[dns-operations] Trustworthiness of PTR record targets

Peter Koch pk at DENIC.DE
Tue Mar 4 11:24:13 UTC 2014

On Mon, Mar 03, 2014 at 05:26:54PM +0000, Stephen Malone wrote:

> 1.       In general, can I trust PTR records? Is ownership of the target domain validated at setup time by ISPs, and if yes, how is this done?

the presence and content of a PTR RR is solely controlled by who ever
controls the content of teh DNS reverse mapping zone (assuming we're
talking about PTR use for mapping v4 or v6 addresses to some hostname).
That may or may not be an ISP, enterprise, end user.
The DNS itself does not provide a consistency check, therefore the PTR
RR may point anywhere, including non existing names and in no way
you can assume that the name pointed to as an A or AAAA RR attached
to it that would refer to the "address" you started at.
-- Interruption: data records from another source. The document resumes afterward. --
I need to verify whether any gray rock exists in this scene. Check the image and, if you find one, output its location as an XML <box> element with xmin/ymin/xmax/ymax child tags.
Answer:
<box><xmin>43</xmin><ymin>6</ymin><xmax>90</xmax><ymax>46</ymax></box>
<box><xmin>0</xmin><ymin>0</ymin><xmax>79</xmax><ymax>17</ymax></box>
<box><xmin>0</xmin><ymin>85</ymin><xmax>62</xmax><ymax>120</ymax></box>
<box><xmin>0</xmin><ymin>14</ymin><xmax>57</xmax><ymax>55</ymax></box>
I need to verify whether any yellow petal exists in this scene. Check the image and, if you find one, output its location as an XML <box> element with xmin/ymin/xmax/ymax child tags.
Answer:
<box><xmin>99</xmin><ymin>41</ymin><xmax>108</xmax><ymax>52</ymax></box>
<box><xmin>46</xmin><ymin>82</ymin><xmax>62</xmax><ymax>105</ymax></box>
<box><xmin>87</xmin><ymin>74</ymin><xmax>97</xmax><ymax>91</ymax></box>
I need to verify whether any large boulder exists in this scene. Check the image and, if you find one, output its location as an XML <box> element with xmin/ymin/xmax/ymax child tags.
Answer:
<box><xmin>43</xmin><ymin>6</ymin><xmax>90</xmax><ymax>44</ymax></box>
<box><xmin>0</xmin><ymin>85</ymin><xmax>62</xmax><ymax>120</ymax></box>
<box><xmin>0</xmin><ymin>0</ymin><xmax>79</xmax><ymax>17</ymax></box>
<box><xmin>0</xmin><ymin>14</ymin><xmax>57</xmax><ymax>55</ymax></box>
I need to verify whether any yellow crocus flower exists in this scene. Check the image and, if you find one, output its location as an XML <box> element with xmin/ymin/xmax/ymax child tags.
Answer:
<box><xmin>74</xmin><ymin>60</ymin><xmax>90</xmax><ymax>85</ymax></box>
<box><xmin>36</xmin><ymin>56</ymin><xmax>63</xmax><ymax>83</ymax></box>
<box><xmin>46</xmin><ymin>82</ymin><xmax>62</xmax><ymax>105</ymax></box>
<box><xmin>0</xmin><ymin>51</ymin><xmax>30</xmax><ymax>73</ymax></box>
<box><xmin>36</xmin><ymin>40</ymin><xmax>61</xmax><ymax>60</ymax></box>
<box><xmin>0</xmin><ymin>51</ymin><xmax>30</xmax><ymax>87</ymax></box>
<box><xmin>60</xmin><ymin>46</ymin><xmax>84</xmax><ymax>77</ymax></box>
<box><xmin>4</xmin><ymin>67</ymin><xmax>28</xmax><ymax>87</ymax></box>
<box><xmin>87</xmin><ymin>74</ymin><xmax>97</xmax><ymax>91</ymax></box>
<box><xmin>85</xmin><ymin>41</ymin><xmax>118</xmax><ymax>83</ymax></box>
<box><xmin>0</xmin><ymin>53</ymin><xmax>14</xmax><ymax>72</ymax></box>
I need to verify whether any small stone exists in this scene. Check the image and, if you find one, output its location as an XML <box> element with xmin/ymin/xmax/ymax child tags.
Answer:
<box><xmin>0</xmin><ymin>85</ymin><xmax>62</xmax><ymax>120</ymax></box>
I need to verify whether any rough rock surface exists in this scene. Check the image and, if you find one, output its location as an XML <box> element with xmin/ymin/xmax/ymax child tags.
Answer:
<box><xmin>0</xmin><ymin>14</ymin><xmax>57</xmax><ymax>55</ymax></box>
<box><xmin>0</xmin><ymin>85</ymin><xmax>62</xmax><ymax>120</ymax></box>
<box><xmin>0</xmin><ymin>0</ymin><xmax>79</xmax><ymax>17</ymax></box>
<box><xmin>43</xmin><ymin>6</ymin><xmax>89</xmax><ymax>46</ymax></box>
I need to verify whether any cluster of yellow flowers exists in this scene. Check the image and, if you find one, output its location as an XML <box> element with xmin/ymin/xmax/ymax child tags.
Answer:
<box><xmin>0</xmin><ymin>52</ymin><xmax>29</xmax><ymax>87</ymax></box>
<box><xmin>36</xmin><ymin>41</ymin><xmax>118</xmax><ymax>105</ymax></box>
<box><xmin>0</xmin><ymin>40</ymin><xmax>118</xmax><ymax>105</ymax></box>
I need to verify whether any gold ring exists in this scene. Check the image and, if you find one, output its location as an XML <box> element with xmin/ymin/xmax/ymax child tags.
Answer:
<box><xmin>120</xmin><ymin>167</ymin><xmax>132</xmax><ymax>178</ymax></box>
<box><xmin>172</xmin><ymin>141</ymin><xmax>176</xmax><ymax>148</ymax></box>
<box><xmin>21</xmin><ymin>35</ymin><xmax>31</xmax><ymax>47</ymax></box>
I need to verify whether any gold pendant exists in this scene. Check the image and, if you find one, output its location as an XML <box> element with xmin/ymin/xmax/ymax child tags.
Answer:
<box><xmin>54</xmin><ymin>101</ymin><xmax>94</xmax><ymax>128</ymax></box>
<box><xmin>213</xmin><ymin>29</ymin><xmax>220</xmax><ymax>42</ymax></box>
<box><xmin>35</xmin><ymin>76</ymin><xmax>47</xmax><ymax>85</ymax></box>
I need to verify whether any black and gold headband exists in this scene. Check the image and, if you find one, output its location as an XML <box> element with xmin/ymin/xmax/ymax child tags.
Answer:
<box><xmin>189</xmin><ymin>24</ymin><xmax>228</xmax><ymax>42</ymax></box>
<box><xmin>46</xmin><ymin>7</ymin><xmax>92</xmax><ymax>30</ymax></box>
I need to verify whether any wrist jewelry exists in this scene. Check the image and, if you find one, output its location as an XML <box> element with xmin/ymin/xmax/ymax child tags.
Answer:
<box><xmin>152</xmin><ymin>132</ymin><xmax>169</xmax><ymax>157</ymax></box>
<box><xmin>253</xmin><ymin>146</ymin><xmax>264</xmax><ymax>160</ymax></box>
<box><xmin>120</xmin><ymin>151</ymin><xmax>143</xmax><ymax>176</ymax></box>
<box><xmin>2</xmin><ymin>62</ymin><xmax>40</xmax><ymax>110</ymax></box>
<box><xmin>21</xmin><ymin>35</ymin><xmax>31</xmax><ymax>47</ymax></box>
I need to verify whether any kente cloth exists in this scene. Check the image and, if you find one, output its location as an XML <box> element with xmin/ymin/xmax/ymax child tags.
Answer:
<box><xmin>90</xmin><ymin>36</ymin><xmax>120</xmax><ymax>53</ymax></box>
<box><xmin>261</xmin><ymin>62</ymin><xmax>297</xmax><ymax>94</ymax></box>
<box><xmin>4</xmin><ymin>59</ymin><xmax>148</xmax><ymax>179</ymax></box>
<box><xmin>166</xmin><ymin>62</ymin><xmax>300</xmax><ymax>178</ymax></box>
> 2.       If ownership of PTR targets is not routinely validated, is there a risk that the target domain could be blacklisted by anti-spam providers?

Since "anti-spam provider" is not a vetted denomination, and one way or another
some of "them" have done interesting things in the past, there's always a risk.
If you mean that the target of the PTR RR (or, more precisely, the organisation
in control of the target name), runs at risk for being shunned just for the presence
of their name in a PTR RR - you never know.

One practice is to treat the PTR RR as an indication and then do a cross check.
That fails often enough in otherwise benign situations, so the failure case
is again only remotely indicative of trouble.  You'll find people who violently
oppose the "use" of DNS reverse mapping as well as advocates in the other direction -
to the extent that last time we tried to distill guidance into an RFC in the IETF, we
failed miserably.

DNSSEC does in NO way change that game, btw.